Ideas for Google Summer of Code/Apertium TIPP

From Apertium
< Ideas for Google Summer of Code
Revision as of 19:49, 24 March 2020 by Popcorndude (talk | contribs) (categorize)
(diff) ← Older revision | Latest revision (diff) | Newer revision → (diff)
Jump to navigation Jump to search

Writing a TIPP interface for Apertium[edit]

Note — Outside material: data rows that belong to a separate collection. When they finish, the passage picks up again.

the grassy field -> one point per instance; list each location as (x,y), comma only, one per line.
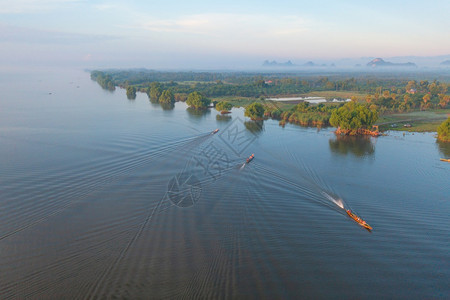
(420,121)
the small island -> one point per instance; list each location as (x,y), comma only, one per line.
(355,103)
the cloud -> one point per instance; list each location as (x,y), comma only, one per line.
(32,6)
(229,25)
(21,35)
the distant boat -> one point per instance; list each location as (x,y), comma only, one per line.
(358,220)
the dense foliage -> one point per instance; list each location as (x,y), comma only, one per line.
(353,116)
(224,106)
(154,91)
(384,91)
(254,111)
(166,97)
(444,131)
(131,92)
(197,101)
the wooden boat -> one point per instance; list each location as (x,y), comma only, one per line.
(358,220)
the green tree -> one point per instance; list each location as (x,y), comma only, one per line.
(255,111)
(353,116)
(444,131)
(302,106)
(154,91)
(167,97)
(224,106)
(197,100)
(131,92)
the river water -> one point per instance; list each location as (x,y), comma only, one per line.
(102,197)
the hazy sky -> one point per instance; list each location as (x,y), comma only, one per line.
(198,34)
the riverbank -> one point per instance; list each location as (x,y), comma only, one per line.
(415,121)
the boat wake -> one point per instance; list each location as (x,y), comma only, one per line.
(338,202)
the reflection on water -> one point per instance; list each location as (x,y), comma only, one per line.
(254,126)
(358,146)
(444,148)
(162,207)
(223,118)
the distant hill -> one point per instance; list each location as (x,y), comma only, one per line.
(273,63)
(309,64)
(379,62)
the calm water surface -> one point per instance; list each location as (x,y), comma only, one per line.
(101,196)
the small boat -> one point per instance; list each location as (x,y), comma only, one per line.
(358,220)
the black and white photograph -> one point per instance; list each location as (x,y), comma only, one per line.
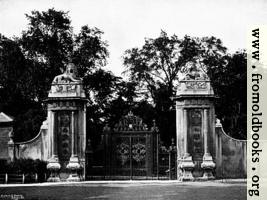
(132,99)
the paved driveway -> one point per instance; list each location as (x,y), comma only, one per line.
(127,190)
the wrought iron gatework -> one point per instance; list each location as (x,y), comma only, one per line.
(131,151)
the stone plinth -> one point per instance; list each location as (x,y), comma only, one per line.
(195,121)
(66,105)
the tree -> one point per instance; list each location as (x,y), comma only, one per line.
(30,62)
(157,65)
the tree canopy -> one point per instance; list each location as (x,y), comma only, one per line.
(156,67)
(29,62)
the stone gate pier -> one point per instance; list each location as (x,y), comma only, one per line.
(195,126)
(66,105)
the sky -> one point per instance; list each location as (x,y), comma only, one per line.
(126,23)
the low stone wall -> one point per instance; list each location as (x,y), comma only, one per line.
(231,155)
(35,148)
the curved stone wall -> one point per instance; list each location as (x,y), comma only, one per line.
(231,155)
(35,148)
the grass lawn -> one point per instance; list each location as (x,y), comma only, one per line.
(174,191)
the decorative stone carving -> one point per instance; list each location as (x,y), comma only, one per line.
(67,130)
(196,85)
(70,75)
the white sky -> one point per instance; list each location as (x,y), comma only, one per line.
(127,22)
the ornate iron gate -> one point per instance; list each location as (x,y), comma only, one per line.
(131,151)
(130,155)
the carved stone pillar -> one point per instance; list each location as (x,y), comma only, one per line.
(207,165)
(53,164)
(73,165)
(186,165)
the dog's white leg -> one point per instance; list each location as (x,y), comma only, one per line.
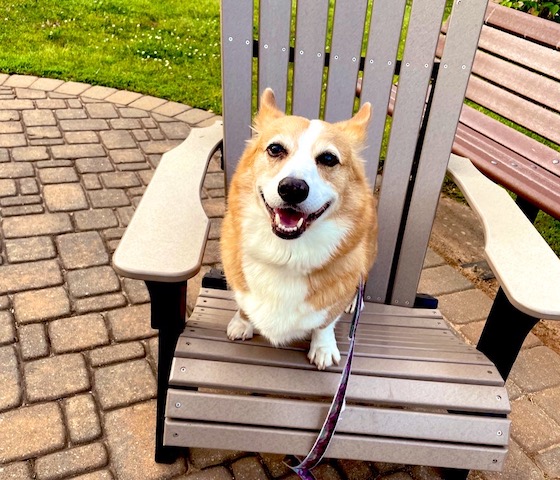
(323,351)
(239,327)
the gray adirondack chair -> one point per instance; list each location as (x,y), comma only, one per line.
(417,394)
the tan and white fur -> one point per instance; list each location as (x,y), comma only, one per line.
(300,228)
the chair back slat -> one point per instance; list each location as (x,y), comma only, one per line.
(379,69)
(237,61)
(309,61)
(346,48)
(452,80)
(274,47)
(414,80)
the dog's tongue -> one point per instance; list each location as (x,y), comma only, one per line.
(288,217)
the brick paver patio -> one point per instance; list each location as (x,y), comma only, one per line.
(77,354)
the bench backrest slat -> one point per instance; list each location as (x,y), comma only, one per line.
(274,47)
(237,77)
(414,80)
(453,77)
(309,61)
(379,70)
(346,47)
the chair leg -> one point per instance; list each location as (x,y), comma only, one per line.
(504,333)
(168,310)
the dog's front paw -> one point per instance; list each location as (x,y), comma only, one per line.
(239,328)
(323,351)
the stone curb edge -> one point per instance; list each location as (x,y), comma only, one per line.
(176,110)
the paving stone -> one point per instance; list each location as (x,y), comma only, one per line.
(355,470)
(28,276)
(7,188)
(464,307)
(72,88)
(47,84)
(65,197)
(130,437)
(16,471)
(518,466)
(131,323)
(120,180)
(216,473)
(99,303)
(78,333)
(16,170)
(36,225)
(81,250)
(31,431)
(101,110)
(79,150)
(92,281)
(11,127)
(548,400)
(130,155)
(81,137)
(58,175)
(442,280)
(536,369)
(99,92)
(34,118)
(41,305)
(124,383)
(207,457)
(123,97)
(99,475)
(72,114)
(71,462)
(248,468)
(33,341)
(7,329)
(16,104)
(147,102)
(531,427)
(160,147)
(97,219)
(549,461)
(56,377)
(119,352)
(10,393)
(113,139)
(10,140)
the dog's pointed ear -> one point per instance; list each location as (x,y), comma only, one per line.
(357,125)
(268,110)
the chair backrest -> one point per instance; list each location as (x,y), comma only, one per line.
(312,52)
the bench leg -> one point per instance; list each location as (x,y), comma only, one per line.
(168,310)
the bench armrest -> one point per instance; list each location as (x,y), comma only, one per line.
(526,267)
(166,237)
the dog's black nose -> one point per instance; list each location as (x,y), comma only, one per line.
(293,190)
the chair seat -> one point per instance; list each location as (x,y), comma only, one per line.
(452,403)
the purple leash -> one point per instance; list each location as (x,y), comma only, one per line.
(326,434)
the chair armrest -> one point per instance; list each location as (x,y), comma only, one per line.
(166,237)
(526,267)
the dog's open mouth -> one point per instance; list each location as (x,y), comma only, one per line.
(289,223)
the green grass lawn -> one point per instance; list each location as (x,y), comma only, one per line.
(168,49)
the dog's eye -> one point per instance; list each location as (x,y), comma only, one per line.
(328,159)
(276,150)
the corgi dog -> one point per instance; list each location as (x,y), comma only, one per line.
(300,228)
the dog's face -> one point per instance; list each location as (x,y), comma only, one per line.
(304,169)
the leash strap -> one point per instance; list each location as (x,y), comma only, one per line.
(303,470)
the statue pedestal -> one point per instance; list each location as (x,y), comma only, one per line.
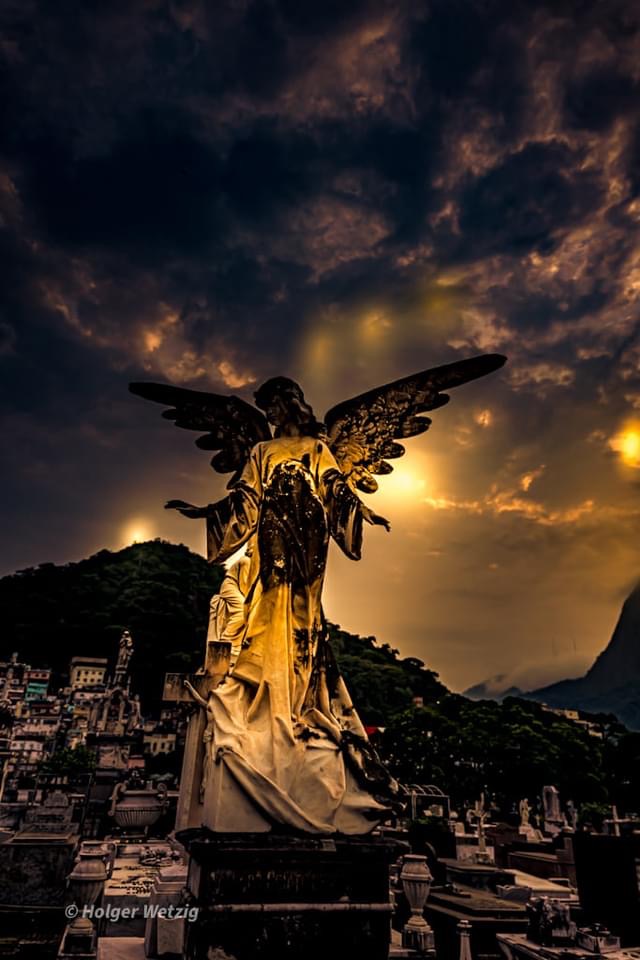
(267,895)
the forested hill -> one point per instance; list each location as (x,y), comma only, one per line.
(160,592)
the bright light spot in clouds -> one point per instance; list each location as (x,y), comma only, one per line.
(484,418)
(135,532)
(403,484)
(627,444)
(528,478)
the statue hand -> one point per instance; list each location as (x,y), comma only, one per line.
(375,518)
(186,509)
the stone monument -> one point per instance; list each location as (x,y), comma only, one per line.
(281,785)
(554,820)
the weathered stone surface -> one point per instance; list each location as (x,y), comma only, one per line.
(266,895)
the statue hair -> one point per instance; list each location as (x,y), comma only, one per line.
(300,412)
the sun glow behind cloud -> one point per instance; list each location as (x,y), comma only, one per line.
(135,531)
(626,444)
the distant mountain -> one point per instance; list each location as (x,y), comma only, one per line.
(160,592)
(493,689)
(612,685)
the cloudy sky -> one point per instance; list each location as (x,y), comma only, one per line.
(343,192)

TIPP, the TMS Interoperability Protocol Package (where TMS means translation management system), [1], currently in version 1.5 but being upgraded to 2.0, specifies a container (package format) that allows the interchange of information along a translation value chain. There are various container varieties for different tasks. One such variety, called Translate-Strict-Bitext, represents a bilingual translation job. The 'request' TIPP would contain an XLIFF:doc ([2], a subset of XLIFF 1 [3]) file with the document to be translated and the corresponding metadata, and the corresponding 'response' TIPP would contain the results of Apertium MT applied to it, but taking into account the translation memory provided in the TIPP, if any (using Apertium's -m switch). Apertium should be endowed with the capacity to manage TIPP packages: unpack the request package, parse it, process it, and repack it. A demonstration web service would be a cool wrap-up of this project.

Coding challenge[edit]

  • Write a simple compliant XLIFF:doc (or XLIFF 1.2) package that validates against its specification, having at least four plain text segments (sentences) without any formatting. If needed, define the subset of XLIFF:doc (or XLIFF 1.2) that you will be supporting.
  • Write a script (or an XSLT file, etc.), which converts this to some of the formats that Apertium already handles, or write a de-formatter for XLIFF:doc / XLIFF 1.2
  • Write the corresponding scripts that converts the Apertium output to a valid XLIFF:doc (or XLIFF 1.2) package.

Important note[edit]

A group of people including Mikel L. Forcada are currently working on a new version of TIPP, labeled TIPP 2.0. It will support XLIFF 2.x, and will have a slightly different container format. It may be the case that TIPP 2.0 is released in time for this project to support it in some way, so that we have a reference implementation.